While the fence was closed at roughly 16:30 on Monday, 7.5 hours earlier than the declared closure of the border itself, asylum-seekers were redirected to the nearby Roszke-Horgos border crossing where they were asked to line up in order to be put on busses, the destination of which we cannot confirm. One UN representative was present at this border crossing when we arrived, but could not be found at a critical moment. Were it not for a handful of dedicated volunteers – European civilians associated with no organization or government who have come to help, many of whom also set up the initial « pick-up » area at the train tracks in Roszke – the evening could have ended in disaster for hundreds of asylum-seekers.
Indeed, these volunteers not only organized and coordinated the departure of the last group of asylum-seekers allowed into EU territory, but also managed the subsequent influx of people arriving at a closed and militarized border in the early hours of Tuesday morning. This included negotiating permission from the Serbian Police for to set up tents for those arriving to stay in the area ; explaining the situation, calming, and reassuring tired aslyum-seekers ; distributing tents, blankets, food and water, and generally coordinating the border area in the climate of a continued demonstration of force by Hungarian Police, who remained lined up behind the border gate throught the night and morning. These actions are all that much more important given the singificantly increased presence of police and military patrolling the area, as well as reports of smugglers and profiteers who feed misinformation and fear to asylum-seekers in order to exploit their remaining financial resources and encourage them to pursue illegal methods of entry into Europe.

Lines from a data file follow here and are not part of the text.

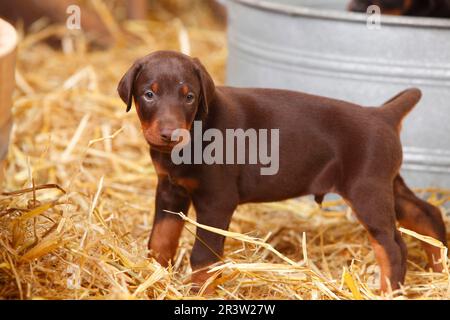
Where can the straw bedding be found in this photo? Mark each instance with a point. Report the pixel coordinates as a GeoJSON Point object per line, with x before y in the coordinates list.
{"type": "Point", "coordinates": [85, 236]}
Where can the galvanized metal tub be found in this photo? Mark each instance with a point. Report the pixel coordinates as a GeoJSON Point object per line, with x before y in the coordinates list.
{"type": "Point", "coordinates": [317, 47]}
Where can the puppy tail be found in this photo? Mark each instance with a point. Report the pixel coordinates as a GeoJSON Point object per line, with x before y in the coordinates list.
{"type": "Point", "coordinates": [395, 109]}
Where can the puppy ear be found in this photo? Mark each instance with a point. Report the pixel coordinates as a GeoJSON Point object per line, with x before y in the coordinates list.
{"type": "Point", "coordinates": [206, 83]}
{"type": "Point", "coordinates": [125, 87]}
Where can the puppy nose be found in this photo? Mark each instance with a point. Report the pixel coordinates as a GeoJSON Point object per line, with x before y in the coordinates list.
{"type": "Point", "coordinates": [166, 134]}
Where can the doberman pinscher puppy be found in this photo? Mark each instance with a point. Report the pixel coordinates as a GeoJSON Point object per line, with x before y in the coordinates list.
{"type": "Point", "coordinates": [421, 8]}
{"type": "Point", "coordinates": [325, 145]}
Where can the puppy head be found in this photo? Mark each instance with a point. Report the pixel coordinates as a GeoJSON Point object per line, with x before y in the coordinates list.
{"type": "Point", "coordinates": [170, 90]}
{"type": "Point", "coordinates": [394, 7]}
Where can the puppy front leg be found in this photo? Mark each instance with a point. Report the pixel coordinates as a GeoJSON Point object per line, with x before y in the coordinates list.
{"type": "Point", "coordinates": [167, 227]}
{"type": "Point", "coordinates": [208, 246]}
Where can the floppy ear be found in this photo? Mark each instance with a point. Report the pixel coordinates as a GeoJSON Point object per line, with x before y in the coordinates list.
{"type": "Point", "coordinates": [206, 83]}
{"type": "Point", "coordinates": [125, 87]}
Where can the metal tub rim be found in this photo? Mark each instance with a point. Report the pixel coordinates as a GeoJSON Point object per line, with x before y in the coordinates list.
{"type": "Point", "coordinates": [330, 14]}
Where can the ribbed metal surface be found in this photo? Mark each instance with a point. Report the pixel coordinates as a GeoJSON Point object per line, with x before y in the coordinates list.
{"type": "Point", "coordinates": [318, 47]}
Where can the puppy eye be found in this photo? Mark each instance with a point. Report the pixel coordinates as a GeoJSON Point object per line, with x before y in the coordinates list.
{"type": "Point", "coordinates": [190, 97]}
{"type": "Point", "coordinates": [149, 95]}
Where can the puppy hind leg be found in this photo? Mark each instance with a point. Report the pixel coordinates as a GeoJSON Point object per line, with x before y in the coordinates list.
{"type": "Point", "coordinates": [422, 217]}
{"type": "Point", "coordinates": [374, 208]}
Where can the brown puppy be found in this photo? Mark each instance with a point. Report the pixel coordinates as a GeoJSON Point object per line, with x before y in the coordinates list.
{"type": "Point", "coordinates": [421, 8]}
{"type": "Point", "coordinates": [325, 145]}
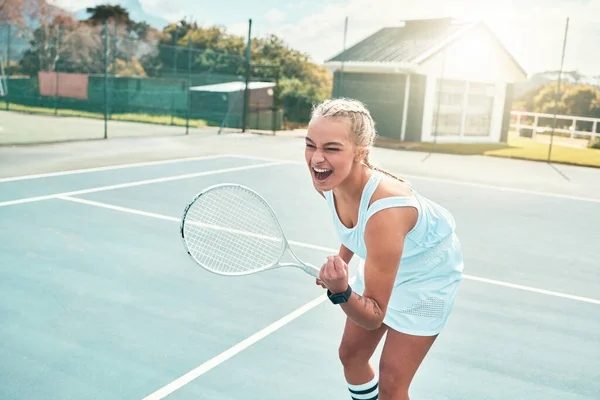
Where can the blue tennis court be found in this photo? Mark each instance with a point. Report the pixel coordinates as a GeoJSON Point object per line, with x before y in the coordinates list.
{"type": "Point", "coordinates": [100, 301]}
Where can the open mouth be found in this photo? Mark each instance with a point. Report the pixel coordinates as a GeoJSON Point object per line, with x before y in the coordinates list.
{"type": "Point", "coordinates": [322, 174]}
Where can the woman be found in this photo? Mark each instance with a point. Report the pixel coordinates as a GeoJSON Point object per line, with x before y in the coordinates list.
{"type": "Point", "coordinates": [410, 258]}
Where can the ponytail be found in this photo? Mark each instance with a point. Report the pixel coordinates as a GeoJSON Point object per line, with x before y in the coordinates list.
{"type": "Point", "coordinates": [371, 166]}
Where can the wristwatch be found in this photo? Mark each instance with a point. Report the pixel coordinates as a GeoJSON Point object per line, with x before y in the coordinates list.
{"type": "Point", "coordinates": [339, 298]}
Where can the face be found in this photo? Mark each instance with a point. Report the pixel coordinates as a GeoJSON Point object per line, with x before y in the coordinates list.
{"type": "Point", "coordinates": [330, 154]}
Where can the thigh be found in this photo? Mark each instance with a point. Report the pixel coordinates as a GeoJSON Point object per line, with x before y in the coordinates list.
{"type": "Point", "coordinates": [358, 341]}
{"type": "Point", "coordinates": [400, 359]}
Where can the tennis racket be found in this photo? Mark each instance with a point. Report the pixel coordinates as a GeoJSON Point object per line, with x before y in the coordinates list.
{"type": "Point", "coordinates": [231, 230]}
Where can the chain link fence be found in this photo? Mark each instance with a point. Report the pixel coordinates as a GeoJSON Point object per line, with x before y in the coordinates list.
{"type": "Point", "coordinates": [112, 72]}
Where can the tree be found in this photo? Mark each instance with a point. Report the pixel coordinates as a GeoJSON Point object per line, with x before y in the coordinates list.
{"type": "Point", "coordinates": [108, 13]}
{"type": "Point", "coordinates": [12, 11]}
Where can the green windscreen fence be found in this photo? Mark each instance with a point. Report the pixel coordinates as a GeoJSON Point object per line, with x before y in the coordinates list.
{"type": "Point", "coordinates": [107, 71]}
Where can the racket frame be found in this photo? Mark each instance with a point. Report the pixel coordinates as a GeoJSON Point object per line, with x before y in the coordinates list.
{"type": "Point", "coordinates": [306, 267]}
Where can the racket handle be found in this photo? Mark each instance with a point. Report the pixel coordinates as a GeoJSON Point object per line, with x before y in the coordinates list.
{"type": "Point", "coordinates": [312, 270]}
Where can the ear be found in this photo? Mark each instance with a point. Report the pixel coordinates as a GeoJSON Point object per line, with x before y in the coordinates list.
{"type": "Point", "coordinates": [360, 154]}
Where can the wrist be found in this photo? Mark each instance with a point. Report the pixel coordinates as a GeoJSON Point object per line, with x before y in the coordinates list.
{"type": "Point", "coordinates": [340, 297]}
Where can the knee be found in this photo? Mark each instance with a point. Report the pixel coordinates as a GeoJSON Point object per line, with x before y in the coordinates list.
{"type": "Point", "coordinates": [351, 355]}
{"type": "Point", "coordinates": [392, 382]}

During the night, a number of NGOs based in the region also passed by to distribute food and blankets (names to be cited in a deeper study) and provide basic medical services (MSF, local medics sent by Caritas), supporting the work of the volunteers who continue to coordinate this space today. We do not know for how long this improvised encampment will be tolerated by the Serbian Police, who have thus far been accomodating and have treated both asylum-seekers and volunteers with decency and respect. The UNHCR and other organizations have been coming in for observation this morning, and it is hoped that humanitarian organizations who were already present on the other side of the border will show up soon. This morning, the Hungarian police forces flew a helicopter very low over the border checkpoint for over 20 minutes*, inciting further fear and stress.

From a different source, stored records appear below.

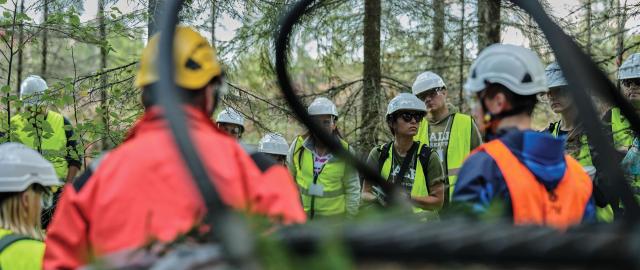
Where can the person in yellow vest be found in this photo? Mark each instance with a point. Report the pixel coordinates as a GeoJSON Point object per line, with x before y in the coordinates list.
{"type": "Point", "coordinates": [576, 142]}
{"type": "Point", "coordinates": [328, 186]}
{"type": "Point", "coordinates": [45, 131]}
{"type": "Point", "coordinates": [451, 134]}
{"type": "Point", "coordinates": [408, 163]}
{"type": "Point", "coordinates": [24, 176]}
{"type": "Point", "coordinates": [629, 76]}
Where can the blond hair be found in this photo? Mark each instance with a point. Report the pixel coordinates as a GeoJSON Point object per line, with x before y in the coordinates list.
{"type": "Point", "coordinates": [14, 218]}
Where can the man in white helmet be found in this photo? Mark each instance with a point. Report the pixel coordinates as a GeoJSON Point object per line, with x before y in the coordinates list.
{"type": "Point", "coordinates": [629, 76]}
{"type": "Point", "coordinates": [570, 129]}
{"type": "Point", "coordinates": [51, 135]}
{"type": "Point", "coordinates": [451, 134]}
{"type": "Point", "coordinates": [521, 172]}
{"type": "Point", "coordinates": [274, 145]}
{"type": "Point", "coordinates": [406, 162]}
{"type": "Point", "coordinates": [25, 178]}
{"type": "Point", "coordinates": [231, 122]}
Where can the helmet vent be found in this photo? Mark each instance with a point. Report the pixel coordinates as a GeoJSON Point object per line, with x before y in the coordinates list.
{"type": "Point", "coordinates": [192, 64]}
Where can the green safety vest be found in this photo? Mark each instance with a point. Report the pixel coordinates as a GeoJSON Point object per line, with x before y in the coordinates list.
{"type": "Point", "coordinates": [26, 254]}
{"type": "Point", "coordinates": [584, 158]}
{"type": "Point", "coordinates": [621, 129]}
{"type": "Point", "coordinates": [458, 148]}
{"type": "Point", "coordinates": [52, 143]}
{"type": "Point", "coordinates": [331, 178]}
{"type": "Point", "coordinates": [420, 188]}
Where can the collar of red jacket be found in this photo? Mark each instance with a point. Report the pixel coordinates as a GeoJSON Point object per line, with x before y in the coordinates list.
{"type": "Point", "coordinates": [153, 119]}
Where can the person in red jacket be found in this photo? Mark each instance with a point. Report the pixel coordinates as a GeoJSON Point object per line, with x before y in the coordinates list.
{"type": "Point", "coordinates": [141, 192]}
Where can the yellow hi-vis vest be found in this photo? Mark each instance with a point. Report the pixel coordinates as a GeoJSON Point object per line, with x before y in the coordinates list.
{"type": "Point", "coordinates": [333, 200]}
{"type": "Point", "coordinates": [24, 254]}
{"type": "Point", "coordinates": [621, 129]}
{"type": "Point", "coordinates": [419, 188]}
{"type": "Point", "coordinates": [458, 148]}
{"type": "Point", "coordinates": [584, 158]}
{"type": "Point", "coordinates": [52, 142]}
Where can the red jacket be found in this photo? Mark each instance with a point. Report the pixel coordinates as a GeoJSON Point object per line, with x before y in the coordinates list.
{"type": "Point", "coordinates": [142, 191]}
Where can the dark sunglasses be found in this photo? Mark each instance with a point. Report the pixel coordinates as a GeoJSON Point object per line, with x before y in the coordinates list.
{"type": "Point", "coordinates": [407, 116]}
{"type": "Point", "coordinates": [630, 82]}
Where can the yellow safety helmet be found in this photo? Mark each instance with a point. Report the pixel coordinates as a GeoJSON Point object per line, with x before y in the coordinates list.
{"type": "Point", "coordinates": [194, 58]}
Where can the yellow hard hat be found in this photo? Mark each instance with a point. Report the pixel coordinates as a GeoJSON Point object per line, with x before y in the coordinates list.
{"type": "Point", "coordinates": [194, 58]}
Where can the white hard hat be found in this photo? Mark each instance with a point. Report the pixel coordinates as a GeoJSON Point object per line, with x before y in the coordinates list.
{"type": "Point", "coordinates": [273, 143]}
{"type": "Point", "coordinates": [405, 101]}
{"type": "Point", "coordinates": [230, 116]}
{"type": "Point", "coordinates": [630, 68]}
{"type": "Point", "coordinates": [21, 166]}
{"type": "Point", "coordinates": [322, 106]}
{"type": "Point", "coordinates": [517, 68]}
{"type": "Point", "coordinates": [31, 89]}
{"type": "Point", "coordinates": [555, 78]}
{"type": "Point", "coordinates": [426, 81]}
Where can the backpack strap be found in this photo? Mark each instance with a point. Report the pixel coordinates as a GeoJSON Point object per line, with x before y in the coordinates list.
{"type": "Point", "coordinates": [10, 239]}
{"type": "Point", "coordinates": [384, 154]}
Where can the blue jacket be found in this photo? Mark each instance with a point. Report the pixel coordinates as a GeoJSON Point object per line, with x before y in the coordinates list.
{"type": "Point", "coordinates": [480, 181]}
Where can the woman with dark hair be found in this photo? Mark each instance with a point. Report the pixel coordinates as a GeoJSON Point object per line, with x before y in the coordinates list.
{"type": "Point", "coordinates": [328, 186]}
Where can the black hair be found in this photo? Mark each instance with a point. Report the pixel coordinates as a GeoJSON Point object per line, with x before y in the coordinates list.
{"type": "Point", "coordinates": [518, 102]}
{"type": "Point", "coordinates": [186, 96]}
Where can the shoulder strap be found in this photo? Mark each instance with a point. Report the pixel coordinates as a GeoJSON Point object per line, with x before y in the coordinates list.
{"type": "Point", "coordinates": [407, 160]}
{"type": "Point", "coordinates": [384, 154]}
{"type": "Point", "coordinates": [10, 239]}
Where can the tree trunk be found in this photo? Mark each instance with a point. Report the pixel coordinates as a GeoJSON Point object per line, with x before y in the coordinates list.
{"type": "Point", "coordinates": [154, 9]}
{"type": "Point", "coordinates": [20, 55]}
{"type": "Point", "coordinates": [371, 75]}
{"type": "Point", "coordinates": [438, 36]}
{"type": "Point", "coordinates": [588, 30]}
{"type": "Point", "coordinates": [104, 104]}
{"type": "Point", "coordinates": [462, 44]}
{"type": "Point", "coordinates": [488, 23]}
{"type": "Point", "coordinates": [622, 19]}
{"type": "Point", "coordinates": [45, 17]}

The situation today is dire ; as a Serbian Police officer noted in a discussion with a group of asylum-seekers this morning, those present today – around 500 or 600, mostly Syrian families from what we see – represent 10% of those who are still on their way to the Hungarian border. It is clear to us that European asylum policies, specifically the Dublin Regulation, are no longer tenable. The aggressive response of the Hungarian government further complicates the situation and has the potential to cause a humanitarian crisis in Serbia. The closure of the Hungarian border means many will seek alternative routes into Europe – the closest, that of Croatia, is dangerous due to the Danube river – and will only serve to feed them more into the hands of smugglers who may exploit their vulnerability. It is unclear whether, when and how many will be allowed to cross into Hungarian territory today, and in the coming weeks. Action must be taken throughout Europe to address this issue.
*Update: the helicopter continued to fly directly over the area, at very low altitude, well into the afternoon.